LE SILENCE, CE GARDE DU CORPS INVISIBLE DE MOBUTU
- Fungula Marguerite
- 6 févr.
- 2 min de lecture
Dernière mise à jour : 11 mars
On dit souvent qu’un grand pouvoir entraîne de grandes responsabilités. Mais ce que l’on oublie de dire, c’est que ce pouvoir immense engendre aussi des craintes insoupçonnées, des frayeurs enfouies que seul le silence du palais peut révéler. Bienvenue dans la première histoire de ma série de mythes sur le Congo. Des récits chuchotés, transmis de bouche à oreille, jamais inscrits dans les livres officiels, mais gravés dans les mémoires. Cette histoire, je la tiens de ma grand-mère, qui la tient de son père, un homme qui a côtoyé les couloirs feutrés de la présidence sous Mobutu Sese Seko…
Mobutu. Un nom qui, encore aujourd’hui, résonne dans l’histoire du Congo. Né Joseph-Désiré Mobutu, il s’empara du pouvoir en 1965 et gouverna le Zaïre d’une main de fer pendant plus de trois décennies. Dictateur pour certains, bâtisseur pour d’autres, il façonna son règne entre culte de la personnalité et politique de la peur. Il fut renversé en 1997, chassé par la rébellion de Laurent-Désiré Kabila, et s’éteignit, loin de sa terre natale, en exil au Maroc.
Mais derrière l’homme en uniforme léopard, derrière les discours enflammés et la toute-puissance apparente, il y avait des failles, des craintes, des ombres qui dansaient dans la nuit. Car Mobutu, aussi invincible qu’il paraissait, n’échappait pas à une peur bien singulière : non pas celle de perdre son pouvoir, mais celle de mal le gérer. Car il en était conscient, lorsqu’on atteint un certain niveau de pouvoir, on ne peut plaire à tout le monde. Chaque décision crée des opposants, chaque mouvement façonne des alliances, mais aussi des trahisons. Ce n’était pas la perte de son trône qui le hantait, mais la possibilité qu’un faux pas, une erreur de jugement, ouvre une brèche dans son empire et permette à ses ennemis d’y pénétrer.
C’est là qu’intervient une anecdote, discrète mais révélatrice. Mobutu était un homme d’une extrême sensibilité au bruit. Dans sa demeure, nul n’était autorisé à porter des chaussures à talons qui claquaient sur le marbre. Ce son, ce simple écho de pas résonnant sur le sol, lui rappelait un autre bruit, plus sinistre : celui des balles frappant les corps, celui des armes crachant la fin des empires. Cette crainte, infime mais persistante, traduisait une vérité universelle : même les géants ont des frissons dans l’obscurité.

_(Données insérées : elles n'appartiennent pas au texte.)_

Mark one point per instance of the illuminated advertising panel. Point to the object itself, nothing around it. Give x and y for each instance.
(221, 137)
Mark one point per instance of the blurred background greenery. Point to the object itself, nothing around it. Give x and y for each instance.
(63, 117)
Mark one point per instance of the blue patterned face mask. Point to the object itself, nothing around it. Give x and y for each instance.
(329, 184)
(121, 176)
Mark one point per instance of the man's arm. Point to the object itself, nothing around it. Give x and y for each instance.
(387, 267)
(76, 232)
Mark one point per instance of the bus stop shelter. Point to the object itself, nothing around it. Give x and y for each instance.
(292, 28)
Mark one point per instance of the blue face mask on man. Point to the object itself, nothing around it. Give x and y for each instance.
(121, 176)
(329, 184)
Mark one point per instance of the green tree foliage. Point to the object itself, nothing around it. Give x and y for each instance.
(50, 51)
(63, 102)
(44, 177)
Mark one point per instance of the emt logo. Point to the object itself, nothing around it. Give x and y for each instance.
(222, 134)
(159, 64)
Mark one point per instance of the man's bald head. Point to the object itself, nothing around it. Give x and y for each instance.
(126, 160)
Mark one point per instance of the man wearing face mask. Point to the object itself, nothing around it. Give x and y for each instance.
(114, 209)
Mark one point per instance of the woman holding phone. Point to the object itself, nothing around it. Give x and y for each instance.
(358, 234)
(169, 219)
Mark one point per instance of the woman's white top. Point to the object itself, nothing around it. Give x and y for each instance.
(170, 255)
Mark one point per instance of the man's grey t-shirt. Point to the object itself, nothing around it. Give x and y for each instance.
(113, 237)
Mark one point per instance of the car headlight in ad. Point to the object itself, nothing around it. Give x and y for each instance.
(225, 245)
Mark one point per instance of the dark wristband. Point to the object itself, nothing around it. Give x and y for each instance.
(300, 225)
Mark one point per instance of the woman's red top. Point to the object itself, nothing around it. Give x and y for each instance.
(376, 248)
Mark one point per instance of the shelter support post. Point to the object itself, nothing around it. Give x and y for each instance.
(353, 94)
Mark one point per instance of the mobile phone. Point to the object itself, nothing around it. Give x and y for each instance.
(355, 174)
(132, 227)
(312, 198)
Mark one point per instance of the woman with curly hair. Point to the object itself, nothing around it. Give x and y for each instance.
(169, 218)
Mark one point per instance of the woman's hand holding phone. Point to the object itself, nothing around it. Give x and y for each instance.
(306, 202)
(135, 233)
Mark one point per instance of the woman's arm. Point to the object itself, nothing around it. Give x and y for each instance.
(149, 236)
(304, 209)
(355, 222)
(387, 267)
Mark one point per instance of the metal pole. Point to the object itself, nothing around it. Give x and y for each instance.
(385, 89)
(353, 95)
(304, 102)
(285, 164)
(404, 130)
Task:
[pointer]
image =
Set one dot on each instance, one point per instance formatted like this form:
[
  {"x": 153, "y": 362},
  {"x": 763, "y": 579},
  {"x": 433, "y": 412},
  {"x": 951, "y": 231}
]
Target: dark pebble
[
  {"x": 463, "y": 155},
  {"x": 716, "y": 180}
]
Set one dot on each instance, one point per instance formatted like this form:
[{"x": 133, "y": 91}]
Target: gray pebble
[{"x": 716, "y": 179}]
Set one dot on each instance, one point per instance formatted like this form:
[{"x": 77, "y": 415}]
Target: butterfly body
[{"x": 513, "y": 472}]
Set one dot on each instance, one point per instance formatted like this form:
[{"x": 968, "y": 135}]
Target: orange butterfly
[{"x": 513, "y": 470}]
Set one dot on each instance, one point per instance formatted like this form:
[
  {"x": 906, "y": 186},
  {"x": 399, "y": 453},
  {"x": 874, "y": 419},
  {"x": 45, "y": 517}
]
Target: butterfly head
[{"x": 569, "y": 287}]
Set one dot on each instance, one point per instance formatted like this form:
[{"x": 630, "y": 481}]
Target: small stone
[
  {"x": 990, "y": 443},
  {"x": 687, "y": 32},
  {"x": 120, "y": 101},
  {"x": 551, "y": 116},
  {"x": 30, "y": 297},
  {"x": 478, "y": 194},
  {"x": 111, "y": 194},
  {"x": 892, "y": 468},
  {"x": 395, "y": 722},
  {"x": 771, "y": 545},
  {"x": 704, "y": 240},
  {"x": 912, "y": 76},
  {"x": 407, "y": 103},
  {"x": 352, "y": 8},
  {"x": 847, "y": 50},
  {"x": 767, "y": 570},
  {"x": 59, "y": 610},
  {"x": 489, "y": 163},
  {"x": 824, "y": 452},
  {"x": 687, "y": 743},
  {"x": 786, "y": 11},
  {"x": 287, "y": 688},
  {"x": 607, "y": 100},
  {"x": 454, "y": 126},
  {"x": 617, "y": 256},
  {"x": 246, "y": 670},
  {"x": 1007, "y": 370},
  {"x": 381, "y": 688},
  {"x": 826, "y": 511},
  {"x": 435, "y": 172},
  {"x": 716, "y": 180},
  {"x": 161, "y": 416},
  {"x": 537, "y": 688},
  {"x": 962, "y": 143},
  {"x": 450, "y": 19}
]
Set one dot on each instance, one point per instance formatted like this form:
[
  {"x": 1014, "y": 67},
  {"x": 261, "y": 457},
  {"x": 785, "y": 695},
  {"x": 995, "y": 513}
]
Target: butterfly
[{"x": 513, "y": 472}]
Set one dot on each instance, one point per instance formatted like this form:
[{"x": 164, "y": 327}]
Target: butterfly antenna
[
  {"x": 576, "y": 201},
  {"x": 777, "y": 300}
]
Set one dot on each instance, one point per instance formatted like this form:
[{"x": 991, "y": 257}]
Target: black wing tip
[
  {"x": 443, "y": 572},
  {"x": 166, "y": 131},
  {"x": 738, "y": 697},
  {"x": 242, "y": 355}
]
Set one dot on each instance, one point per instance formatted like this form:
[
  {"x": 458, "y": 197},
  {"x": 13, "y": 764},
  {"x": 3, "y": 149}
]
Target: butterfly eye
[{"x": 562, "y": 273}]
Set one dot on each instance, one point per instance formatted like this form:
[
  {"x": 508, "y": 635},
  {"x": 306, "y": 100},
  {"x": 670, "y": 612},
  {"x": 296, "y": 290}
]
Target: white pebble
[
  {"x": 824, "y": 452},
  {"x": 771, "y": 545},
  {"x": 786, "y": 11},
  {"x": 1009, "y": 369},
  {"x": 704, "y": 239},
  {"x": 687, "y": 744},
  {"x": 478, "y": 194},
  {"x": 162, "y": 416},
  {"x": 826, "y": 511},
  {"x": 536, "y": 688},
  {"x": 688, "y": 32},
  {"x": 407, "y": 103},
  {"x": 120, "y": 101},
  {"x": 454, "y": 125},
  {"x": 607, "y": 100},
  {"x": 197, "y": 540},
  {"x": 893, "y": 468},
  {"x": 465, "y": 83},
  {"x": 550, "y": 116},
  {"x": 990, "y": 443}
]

Des récits comme celui-ci, il en existe mille, enfouis dans les mémoires, transmis à voix basse autour des feux de famille, portés par ceux qui ont vécu l’Histoire sans jamais en écrire les pages officielles. Chronique Congo est un appel à ces voix oubliées, un voyage à travers les récits cachés qui, sans être gravés dans la pierre, façonnent notre mémoire collective.
Alors, écrivons notre histoire, pas seulement celle des manuels, mais celle qui vit encore dans les murmures du passé.